Пригород Лондона. 1923 год.
Вирджиния просыпается. Да, конечно, можно начать не с солдат, марширующих с венками по Уайтхоллу, а с того, как Кларисса июньским утром отправляется за цветами. Но хорошо ли это? Не слишком ли банально? Вирджиния не шевелясь лежит в постели и снова проваливается в сон, причем так быстро, что даже не успевает этого осознать. Просто кажется вдруг, что она не в своей комнате, а в парке, причем особенном парке, каком-то идеально зеленом – в платоновском смысле, – одновременно уютном и таинственном, где есть старушка в платке, дремлющая на растрескавшейся скамейке, и тут же рядом что-то еще: не злое, не доброе, древнее и живое, вечно длящееся и потому всегда побеждающее, то, что объединяет зеленые просторы ферм и лугов, лесов и парков. Бестелесная Вирджиния идет, точнее плывет по парку перышком чистого постижения. Вот ровные ряды пионов и лилий, вот гравийные дорожки, обсаженные по краям чайными розами. Отполированная бессчетными дождями и ветрами каменная дева задумчиво глядится в прозрачную воду пруда. Вирджиния скользит вперед, как на воздушной подушке, и вдруг отчетливо понимает, что под этим парком расположен другой, парк подземного мира, еще более восхитительный и загадочный, он корень, из которого вырастают эти газоны и аллеи. Он подлинная идея парка, и красота далеко не единственная его особенность. Теперь Вирджиния видит людей: вот китаец, наклонившись, поднимает что-то с травы, вот маленькая девочка замерла в ожидании. Впереди на свежевскопанном пятачке поет женщина.
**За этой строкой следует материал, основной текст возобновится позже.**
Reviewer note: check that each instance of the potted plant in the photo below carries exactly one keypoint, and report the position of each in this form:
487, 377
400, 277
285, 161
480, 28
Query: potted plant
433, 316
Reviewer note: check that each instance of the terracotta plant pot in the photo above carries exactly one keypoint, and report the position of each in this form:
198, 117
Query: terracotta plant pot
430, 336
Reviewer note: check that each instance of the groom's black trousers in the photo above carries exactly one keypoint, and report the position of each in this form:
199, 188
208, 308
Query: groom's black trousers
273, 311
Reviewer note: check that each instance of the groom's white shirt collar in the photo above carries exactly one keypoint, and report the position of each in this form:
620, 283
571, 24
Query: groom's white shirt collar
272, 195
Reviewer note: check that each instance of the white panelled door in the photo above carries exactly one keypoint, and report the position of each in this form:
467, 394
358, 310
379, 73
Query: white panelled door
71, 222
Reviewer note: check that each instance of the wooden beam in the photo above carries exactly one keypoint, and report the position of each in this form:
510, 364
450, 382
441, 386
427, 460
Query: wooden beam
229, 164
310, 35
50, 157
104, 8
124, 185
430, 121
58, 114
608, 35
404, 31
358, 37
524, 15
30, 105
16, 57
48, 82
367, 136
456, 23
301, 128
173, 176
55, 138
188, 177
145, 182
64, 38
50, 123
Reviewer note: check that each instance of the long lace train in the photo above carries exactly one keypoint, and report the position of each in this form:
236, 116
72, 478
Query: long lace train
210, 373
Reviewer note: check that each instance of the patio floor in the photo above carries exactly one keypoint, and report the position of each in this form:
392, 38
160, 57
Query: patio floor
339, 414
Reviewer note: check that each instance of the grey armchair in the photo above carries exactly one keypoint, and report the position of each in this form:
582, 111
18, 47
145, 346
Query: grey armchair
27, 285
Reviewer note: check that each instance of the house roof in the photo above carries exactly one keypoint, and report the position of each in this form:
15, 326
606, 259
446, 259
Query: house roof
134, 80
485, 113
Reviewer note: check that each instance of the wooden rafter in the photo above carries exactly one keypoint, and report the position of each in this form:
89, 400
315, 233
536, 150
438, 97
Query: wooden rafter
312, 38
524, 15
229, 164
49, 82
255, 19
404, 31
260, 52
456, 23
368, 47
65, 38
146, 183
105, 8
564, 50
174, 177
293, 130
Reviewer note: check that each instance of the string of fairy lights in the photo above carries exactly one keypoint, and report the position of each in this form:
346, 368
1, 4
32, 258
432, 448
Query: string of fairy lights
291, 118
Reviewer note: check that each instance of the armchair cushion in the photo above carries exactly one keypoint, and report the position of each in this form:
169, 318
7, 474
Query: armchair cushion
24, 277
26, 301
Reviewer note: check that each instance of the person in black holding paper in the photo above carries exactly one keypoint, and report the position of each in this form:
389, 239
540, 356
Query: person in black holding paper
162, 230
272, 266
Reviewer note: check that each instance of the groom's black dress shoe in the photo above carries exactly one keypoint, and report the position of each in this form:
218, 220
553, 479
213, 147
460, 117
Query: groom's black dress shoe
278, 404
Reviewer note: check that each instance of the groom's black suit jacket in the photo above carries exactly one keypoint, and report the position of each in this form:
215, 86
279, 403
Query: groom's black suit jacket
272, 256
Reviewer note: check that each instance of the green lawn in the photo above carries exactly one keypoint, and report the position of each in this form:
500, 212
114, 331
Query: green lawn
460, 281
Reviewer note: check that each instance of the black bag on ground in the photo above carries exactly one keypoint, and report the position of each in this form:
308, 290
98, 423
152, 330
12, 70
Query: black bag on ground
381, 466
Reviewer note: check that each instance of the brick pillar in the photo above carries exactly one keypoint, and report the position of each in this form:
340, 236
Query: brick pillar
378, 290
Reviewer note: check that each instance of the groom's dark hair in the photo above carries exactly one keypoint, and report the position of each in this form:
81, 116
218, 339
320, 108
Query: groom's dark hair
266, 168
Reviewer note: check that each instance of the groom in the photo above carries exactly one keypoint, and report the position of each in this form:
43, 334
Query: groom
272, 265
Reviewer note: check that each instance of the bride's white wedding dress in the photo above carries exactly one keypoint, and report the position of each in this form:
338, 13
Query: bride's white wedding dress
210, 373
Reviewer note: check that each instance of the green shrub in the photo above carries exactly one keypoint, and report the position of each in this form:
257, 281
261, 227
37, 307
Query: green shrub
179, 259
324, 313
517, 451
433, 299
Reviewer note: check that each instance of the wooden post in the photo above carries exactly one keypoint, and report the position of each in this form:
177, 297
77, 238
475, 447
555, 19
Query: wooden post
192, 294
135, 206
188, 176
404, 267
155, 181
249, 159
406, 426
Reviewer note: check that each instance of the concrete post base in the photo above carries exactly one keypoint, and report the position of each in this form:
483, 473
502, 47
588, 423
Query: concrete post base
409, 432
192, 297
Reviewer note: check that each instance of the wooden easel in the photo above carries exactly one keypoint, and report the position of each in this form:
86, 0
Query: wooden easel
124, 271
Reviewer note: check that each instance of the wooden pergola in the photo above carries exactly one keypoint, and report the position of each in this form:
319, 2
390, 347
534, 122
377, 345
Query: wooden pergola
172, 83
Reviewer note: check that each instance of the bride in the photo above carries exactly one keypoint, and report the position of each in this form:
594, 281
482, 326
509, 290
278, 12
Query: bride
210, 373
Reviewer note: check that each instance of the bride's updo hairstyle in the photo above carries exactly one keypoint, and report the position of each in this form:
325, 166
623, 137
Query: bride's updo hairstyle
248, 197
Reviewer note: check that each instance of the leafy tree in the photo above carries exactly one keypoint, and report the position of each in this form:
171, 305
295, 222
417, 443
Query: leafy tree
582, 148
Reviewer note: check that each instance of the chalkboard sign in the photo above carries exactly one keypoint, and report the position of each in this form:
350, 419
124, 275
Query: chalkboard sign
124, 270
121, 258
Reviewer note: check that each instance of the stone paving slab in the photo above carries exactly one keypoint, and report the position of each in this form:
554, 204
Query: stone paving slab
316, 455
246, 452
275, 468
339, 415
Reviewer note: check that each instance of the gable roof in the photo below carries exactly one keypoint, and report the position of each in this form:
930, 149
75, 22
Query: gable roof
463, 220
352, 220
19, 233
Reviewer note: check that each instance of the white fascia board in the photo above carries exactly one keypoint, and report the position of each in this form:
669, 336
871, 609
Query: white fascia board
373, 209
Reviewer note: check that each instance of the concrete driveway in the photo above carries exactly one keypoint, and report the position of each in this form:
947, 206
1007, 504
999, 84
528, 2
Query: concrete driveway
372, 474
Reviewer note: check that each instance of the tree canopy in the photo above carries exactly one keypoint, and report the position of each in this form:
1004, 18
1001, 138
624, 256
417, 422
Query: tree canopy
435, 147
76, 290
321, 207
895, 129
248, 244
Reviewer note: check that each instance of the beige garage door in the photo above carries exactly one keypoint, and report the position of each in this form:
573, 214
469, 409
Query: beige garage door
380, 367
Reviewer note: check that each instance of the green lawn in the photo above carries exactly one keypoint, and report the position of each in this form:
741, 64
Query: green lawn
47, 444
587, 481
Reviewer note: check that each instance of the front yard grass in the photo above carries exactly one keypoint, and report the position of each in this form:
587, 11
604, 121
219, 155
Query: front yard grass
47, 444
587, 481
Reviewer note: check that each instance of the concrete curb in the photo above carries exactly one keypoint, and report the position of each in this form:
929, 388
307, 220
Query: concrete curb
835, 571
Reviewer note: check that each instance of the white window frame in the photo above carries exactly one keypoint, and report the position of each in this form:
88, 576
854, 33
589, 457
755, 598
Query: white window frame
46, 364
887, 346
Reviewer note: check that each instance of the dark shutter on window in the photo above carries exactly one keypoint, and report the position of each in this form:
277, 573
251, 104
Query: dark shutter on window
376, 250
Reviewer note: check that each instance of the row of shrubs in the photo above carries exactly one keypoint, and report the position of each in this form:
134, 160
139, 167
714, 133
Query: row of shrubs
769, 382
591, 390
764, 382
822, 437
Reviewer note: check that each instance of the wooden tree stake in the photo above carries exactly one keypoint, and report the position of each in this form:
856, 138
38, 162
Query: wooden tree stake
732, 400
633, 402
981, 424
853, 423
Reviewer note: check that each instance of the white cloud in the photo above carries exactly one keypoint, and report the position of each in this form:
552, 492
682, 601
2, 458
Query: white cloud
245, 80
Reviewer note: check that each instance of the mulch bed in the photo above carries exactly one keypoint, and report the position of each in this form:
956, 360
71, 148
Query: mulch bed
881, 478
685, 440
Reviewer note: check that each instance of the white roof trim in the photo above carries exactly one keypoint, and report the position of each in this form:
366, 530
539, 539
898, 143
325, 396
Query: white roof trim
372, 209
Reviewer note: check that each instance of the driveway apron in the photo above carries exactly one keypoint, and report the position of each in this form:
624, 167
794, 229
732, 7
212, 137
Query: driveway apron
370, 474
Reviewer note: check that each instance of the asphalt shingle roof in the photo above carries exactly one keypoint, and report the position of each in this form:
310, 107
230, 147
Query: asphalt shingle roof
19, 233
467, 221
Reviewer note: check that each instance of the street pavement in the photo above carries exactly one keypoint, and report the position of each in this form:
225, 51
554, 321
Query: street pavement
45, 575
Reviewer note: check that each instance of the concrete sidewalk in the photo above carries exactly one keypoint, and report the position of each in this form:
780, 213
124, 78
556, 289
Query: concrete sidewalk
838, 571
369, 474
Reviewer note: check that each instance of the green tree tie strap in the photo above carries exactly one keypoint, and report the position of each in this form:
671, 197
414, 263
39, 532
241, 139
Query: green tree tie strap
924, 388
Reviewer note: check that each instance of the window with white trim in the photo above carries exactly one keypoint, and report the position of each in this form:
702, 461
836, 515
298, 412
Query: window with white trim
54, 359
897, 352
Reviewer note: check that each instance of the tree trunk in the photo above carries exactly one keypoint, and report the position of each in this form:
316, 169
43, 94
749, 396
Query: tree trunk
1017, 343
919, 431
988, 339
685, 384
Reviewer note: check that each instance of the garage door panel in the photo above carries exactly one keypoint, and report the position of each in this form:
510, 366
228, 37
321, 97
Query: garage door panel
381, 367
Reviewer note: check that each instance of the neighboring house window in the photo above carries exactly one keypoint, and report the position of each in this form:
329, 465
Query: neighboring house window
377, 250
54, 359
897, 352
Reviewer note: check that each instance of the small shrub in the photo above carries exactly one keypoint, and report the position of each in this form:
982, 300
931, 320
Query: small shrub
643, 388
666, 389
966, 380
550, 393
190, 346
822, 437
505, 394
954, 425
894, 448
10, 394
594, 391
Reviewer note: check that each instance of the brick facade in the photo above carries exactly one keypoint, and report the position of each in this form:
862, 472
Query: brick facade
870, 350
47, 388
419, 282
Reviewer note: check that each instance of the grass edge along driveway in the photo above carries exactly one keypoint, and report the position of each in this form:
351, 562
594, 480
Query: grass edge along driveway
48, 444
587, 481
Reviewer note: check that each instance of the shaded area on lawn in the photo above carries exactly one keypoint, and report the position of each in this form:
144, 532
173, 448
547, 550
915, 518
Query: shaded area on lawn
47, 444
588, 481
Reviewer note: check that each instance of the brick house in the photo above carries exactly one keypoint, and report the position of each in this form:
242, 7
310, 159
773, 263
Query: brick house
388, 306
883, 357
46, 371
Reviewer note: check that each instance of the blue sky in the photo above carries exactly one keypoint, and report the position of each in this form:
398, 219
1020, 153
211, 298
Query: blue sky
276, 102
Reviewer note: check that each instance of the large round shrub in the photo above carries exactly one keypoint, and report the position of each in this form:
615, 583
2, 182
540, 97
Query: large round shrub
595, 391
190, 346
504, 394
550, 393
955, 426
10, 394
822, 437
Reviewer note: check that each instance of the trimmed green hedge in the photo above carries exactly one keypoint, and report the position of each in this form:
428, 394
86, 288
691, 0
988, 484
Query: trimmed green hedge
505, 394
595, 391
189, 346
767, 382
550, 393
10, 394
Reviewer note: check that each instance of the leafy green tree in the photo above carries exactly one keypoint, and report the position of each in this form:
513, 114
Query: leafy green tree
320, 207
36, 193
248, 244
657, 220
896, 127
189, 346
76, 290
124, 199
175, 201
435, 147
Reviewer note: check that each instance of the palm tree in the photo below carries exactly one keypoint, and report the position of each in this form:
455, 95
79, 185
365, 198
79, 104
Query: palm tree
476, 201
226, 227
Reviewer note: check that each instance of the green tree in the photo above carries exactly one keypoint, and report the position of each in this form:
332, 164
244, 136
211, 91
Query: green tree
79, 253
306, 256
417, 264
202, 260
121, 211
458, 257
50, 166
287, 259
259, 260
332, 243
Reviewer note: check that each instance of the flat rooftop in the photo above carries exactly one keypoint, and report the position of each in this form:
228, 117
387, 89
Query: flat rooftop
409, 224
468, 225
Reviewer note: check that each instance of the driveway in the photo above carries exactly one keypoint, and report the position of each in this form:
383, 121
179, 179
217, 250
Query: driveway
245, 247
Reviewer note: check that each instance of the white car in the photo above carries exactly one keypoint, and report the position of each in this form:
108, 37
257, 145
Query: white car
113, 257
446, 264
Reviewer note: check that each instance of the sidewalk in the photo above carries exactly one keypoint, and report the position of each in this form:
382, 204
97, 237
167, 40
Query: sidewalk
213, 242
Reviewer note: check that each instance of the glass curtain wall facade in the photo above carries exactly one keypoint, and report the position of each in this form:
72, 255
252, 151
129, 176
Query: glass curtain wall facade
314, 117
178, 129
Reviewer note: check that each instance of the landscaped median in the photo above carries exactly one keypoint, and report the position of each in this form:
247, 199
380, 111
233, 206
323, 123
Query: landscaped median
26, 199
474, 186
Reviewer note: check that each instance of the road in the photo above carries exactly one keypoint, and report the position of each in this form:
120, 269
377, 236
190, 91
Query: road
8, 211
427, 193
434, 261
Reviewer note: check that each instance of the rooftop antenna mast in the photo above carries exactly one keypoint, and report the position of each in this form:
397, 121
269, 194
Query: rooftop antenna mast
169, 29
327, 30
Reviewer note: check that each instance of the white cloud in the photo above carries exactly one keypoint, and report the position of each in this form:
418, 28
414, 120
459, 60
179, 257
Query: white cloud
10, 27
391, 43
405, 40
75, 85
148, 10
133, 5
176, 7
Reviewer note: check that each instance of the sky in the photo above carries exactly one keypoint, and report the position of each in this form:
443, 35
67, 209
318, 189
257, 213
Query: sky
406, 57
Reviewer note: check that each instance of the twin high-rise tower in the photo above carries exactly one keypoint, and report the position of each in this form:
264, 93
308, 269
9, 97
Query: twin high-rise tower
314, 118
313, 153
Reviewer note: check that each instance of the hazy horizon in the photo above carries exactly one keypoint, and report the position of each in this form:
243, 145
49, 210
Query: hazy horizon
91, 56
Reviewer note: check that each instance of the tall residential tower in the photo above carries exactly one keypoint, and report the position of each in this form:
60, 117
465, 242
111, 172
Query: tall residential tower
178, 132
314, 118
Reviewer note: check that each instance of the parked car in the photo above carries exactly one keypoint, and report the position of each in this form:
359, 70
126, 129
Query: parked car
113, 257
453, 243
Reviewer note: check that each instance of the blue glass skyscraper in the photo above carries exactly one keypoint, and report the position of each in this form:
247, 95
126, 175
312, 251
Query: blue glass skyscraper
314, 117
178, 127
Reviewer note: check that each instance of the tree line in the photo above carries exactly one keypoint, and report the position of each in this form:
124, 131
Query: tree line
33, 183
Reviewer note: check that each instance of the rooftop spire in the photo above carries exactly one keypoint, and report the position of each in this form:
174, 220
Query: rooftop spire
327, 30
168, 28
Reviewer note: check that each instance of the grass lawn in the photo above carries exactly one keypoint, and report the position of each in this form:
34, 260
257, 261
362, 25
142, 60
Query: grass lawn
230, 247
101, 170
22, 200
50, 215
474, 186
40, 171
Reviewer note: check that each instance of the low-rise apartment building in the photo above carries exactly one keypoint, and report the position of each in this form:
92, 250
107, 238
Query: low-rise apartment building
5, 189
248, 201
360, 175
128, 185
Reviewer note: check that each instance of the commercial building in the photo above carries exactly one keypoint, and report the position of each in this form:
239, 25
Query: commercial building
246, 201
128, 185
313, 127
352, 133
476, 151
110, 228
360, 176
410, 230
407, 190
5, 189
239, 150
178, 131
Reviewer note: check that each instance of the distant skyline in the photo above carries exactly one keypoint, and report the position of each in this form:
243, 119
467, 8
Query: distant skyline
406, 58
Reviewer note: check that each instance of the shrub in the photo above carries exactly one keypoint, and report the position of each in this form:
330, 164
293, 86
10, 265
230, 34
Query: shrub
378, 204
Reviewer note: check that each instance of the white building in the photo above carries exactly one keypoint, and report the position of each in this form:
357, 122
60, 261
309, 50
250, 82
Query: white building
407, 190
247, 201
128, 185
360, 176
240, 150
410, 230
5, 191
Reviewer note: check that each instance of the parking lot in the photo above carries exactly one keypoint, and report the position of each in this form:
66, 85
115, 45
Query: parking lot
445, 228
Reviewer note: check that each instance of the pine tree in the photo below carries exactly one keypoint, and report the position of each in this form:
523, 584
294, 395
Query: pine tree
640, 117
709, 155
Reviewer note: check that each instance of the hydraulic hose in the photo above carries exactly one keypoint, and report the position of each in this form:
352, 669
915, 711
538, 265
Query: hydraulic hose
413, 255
Вирджиния снова просыпается. Она в своей спальне в Хогарт-хаус. Комната тонет в седом, приглушенно-стальном полумраке; лужицы бледно-серого света, переливаясь, дрожат на одеяле, серебристые полосы колеблются на зеленых стенах. Ей снился парк и строка для новой книги. Какая? Цветы, что-то связанное с цветами. Или с парком? Кажется, кто-то пел? Нет, уже не вспомнить, да и не важно, потому что, хотя сами слова ушли, то, что было за ними, осталось. Вирджиния знает, что сейчас встанет и будет писать.
Она идет в ванную. Леонард, конечно, уже на ногах. Скорее всего, уже работает. Вирджиния умывается. Она не смотрится в овальное зеркало, висящее над раковиной, не позволяет себе смотреться. Это опасно – иногда в зеркале можно увидеть темное сгущение воздуха, повторяющее форму ее тела, существо с маленькими поросячьими глазками и влажным дыханием, стоящее у нее за спиной. Вирджиния умывается и не смотрит, только не сегодня, когда ее ждет работа и нужно войти в нее, как она могла бы, спустившись по лестнице, войти в залу, где уже начался прием, искрящийся остроумием и изяществом, но не просто остроумием и изяществом, а чем-то бóльшим – неземным и золотистым, на чем лежит отблеск некой глубинной радости, сверкания самой жизни, между тем как шелка шуршат о натертый паркет и гости под музыку шепчут друг другу свои секреты. Она, Вирджиния, чувствует себя юной девушкой в новом платье, свежей и полной надежд, которой предстоит вот-вот появиться на верху лестницы. Нет, сегодня она не станет смотреться в зеркало. Вирджиния берет полотенце.